Comment voulez-vous vous occuper des non syndiqués?



La Loi sur les normes du travail, il faudrait la bonifier pour rééquilibrer les conditions générales de travail. Et il faut une nouvelle forme de syndicalisation. On va aussi loin que de dire qu'il faut faire des projets-pilotes pour permettre l'adhésion individuelle. [...] On pourrait peut-être lancer un mouvement d'association de travailleurs de la restauration rapide au Québec, par exemple.

Le retour au pouvoir des libéraux, la déconfiture du Parti québécois et la bonne performance de la CAQ, c'est de bon ou de mauvais augure pour les syndicats?



Ce n'est pas une très bonne nouvelle. Il faut quand même reconnaître que Philippe Couillard ne semble pas aborder les questions économiques et sociales comme Jean Charest l'avait fait à l'époque. Jean Charest avait introduit des modifications à l'article 45 du Code du travail pour faciliter la sous-traitance, il avait même interdit la syndicalisation de certains groupes de travailleurs. Lors d'une rencontre le 1er mai, M. Couillard nous a dit qu'il n'était pas là. Mais il a une stratégie sur les finances de l'État qui est classique et qui n'est pas bien différente de celle du PQ: déficit zéro, remboursement de la dette... Il n'y a pas beaucoup d'oxygène pour financer les programmes sociaux. C'est préoccupant. M. Couillard annonce une commission sur la fiscalité et une sur la révision de programmes. On va y participer.

Avez-vous des propositions?



Il y a l'impôt progressif: faire payer ceux qui en ont plus les moyens pour assurer une certaine équité dans la façon de financer les services publics. Il y a un palier supplémentaire qu'on pourrait mettre en place.
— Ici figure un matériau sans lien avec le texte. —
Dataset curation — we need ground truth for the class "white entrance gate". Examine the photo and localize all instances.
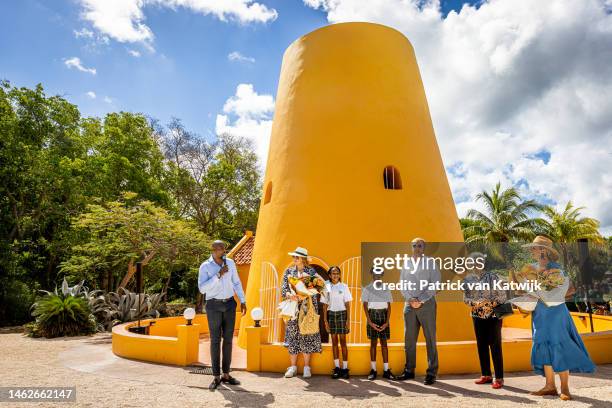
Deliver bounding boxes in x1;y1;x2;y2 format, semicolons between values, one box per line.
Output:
340;256;367;343
259;261;280;343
Et on a dit au ministre des Finances: reportez le déficit zéro au-delà de 2015-2016. Et la dette, oui, il faut s'en préoccuper, mais la situation est-elle aussi catastrophique que celle annoncée par la commission Godbout-Montmarquette? Nous, on n'est pas certains. Au Québec, il y a des actifs comme Hydro-Québec, des sociétés d'État, on n'est pas une société pauvre. Sur la révision des programmes, on est prêts à faire l'exercice. Mais en même temps, il va falloir que les missions fondamentales de l'État soient protégées. [...] La réorganisation du travail et de services, ça fait 20 ans qu'on est là-dedans. On pense qu'il y a peut-être encore du travail à faire de ce côté-là. [...]
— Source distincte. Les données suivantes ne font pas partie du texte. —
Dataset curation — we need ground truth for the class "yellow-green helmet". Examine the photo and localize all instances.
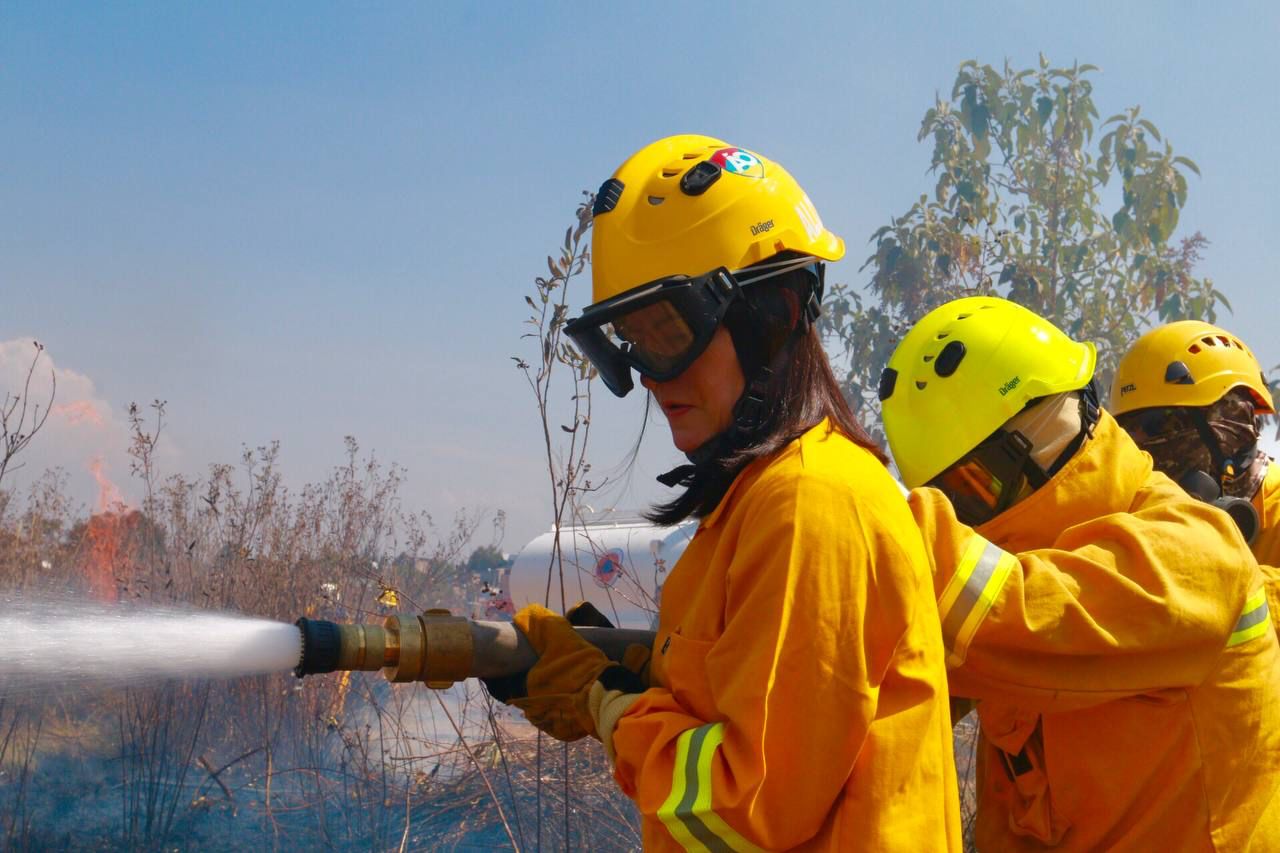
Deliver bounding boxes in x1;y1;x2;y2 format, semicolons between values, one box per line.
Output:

Les négociations dans le secteur public approchent. Vous demandez des augmentations salariales de 13,5% en trois ans. Est-ce que c'est une position de départ classique ou vous pensez que Québec a les moyens d'accorder ça?



C'est une position qui repose sur le fait qu'il y a un décalage entre le reste de la société et les salaires dans le secteur public.

Le reste de la société? L'Institut de la statistique parle d'un écart par rapport aux travailleurs des entreprises de plus de 200 employés, des municipalités, des universités et du fédéral.



Oui, tout à fait, pour des emplois comparables, pas McDonald ou Wal-Mart on s'entend. Mais ce décalage existe. On a fait les calculs en termes de rattrapage, de maintien et d'enrichissement. C'est clair que c'est une position de départ. [...] Il y a 30% des gens qui s'en iront à la retraite dans les prochaines années. Il faut rendre attrayante l'idée de travailler dans le secteur public, et ça se fait avec des salaires et de bonnes conditions de travail. [...] C'est sûr que si on est dans la logique du déficit zéro pour 2015-2016, qu'il n'y a pas de possibilité qu'il y ait de nouvelles entrées d'argent pour financer les services publics et les conditions de travail des employés. Les négociations vont être compliqués, ça, c'est clair.